Al finire della messa, immediatamente, mi tolsi la tunica e la casacca bianca immacolata, mi pettinai i biondi capelli e corsi fuori. Già servendo la messa mi batteva forte il cuore, ad ogni occhiata con Gabriella la mia anima affannava, mi girava la testa, la pancia emetteva strani rumori. Comunque questo non mi spaventava affatto, mi spaventava sola il fatto di guardarla diritta negli occhi. Lei, Gabriella, quella domenica era vestita a festa, indossava una camicia bianca e una gonna lunga di colore marrone, sembrava ai miei occhi la donna perfetta, una piccola madonna, quella da sposare e starci insieme un’ intera vita; Corsi facendomi spazio con forza tra i fedeli, quasi, li trascinavo a terra per correre, intravidi la bella Gabriella e la chiamai forte, il suo nome uscì tremolante dalla mia bocca, Lei, si fermò, attese che io la raggiungessi, la raggiunsi, e quando avvenne che gli stavo vicino, le gambe cominciarono a traballare, tremavo tutto, la voce non mi usciva, sudavo, l’ anima voleva scappare dal mio corpo, oh Dio… In quale situazione mi ero messo. Non potevo starmene là impalato, mi dicevo forza che ce la fai, feci uno sforzo enorme, raggrupai tutte le energie in un solo tempo e gli dissi velocemente: "Senti Gabriella ti vuoi mettere con me? " Uscita da me questa frase, non ressi oltre, non attesi nessuno risposta dalla sua voce, tutto improvvisamente crollò come un castello di carta, non resistetti un solo minuto in più ai suoi occhi, l’inferno mi inghiottì, scappai via con la coda tra le gambe snelle. Avevo provato l’ angoscia del rifiuto, avevo avuto paura, paura forse che mi avrebbe potuto dire: Si, stiamo insieme ".
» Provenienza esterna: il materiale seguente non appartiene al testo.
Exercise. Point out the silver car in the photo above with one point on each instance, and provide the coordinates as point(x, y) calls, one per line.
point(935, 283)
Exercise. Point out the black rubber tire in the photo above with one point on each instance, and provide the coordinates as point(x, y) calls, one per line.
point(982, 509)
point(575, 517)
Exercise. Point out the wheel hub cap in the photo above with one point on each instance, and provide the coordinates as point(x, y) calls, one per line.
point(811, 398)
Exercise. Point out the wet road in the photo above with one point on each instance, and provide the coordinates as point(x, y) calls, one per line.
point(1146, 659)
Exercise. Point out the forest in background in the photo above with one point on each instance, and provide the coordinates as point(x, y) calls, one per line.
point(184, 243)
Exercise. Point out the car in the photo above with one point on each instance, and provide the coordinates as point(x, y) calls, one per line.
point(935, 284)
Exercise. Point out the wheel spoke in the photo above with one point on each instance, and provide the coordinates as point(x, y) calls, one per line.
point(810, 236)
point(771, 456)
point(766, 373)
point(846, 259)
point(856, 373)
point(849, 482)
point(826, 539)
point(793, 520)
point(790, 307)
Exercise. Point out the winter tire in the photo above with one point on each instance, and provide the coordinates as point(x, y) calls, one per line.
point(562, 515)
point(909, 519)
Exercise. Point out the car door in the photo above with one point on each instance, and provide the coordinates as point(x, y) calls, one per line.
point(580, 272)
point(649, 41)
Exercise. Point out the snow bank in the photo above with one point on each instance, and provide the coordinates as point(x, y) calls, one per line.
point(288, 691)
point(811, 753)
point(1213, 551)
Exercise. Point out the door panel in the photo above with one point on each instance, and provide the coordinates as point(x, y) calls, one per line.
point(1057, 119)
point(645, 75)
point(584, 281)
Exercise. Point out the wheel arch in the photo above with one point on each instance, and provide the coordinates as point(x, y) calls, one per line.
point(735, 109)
Non la vidi più, abbandonai la chiesa i suoi occhi e tutto il resto per la vergogna. A pensarci oggi, mi viene da ridere, ma allora fu una tragica la ritirata.
Ti gusto sulla lingua come le fragole. Cerco nel tuo dentro il principio creativo e la scintilla che accende l’ ardere del mio fuoco.
Ti bevo succo d’ ambrosia. Mangio il tuo miele.
Ti accarezzo.
Cerco di scavare oltre la fortezza
della tua bianca pelle con le mia dita.
Cerco il tuo spirito ad ogni costo,
cerco l’ inizio in te.
Ti annuso come un cane da tartufo:
" Profumi come la rosa dissetata dalla rugiada ".
I tuoi occhi due brillanti.
Sono gemme rubate al fuoco della terra.
Luccicano le tue pupille
come luccicano le stelle, corone del
cielo, riflettono i tuoi occhi
specchi di labirinto,
strade che si intrecciano
nei vicoli dei sentimenti
dove ci si sperde: " L’ amore rapisce,
è rapace come le aquile,
ti afferra, ti divora...
E’ ragnatela fatta con fili di luce.
Mandorla bianca l’ ovale quadro del tuo viso.
Il tuo sorridere apre la porta del sospiro,
sospiro che mi viene meno quando ti vedo.
Per te bambina mia che ancora corri a piedi
scalzi sul prato verde della mia anima.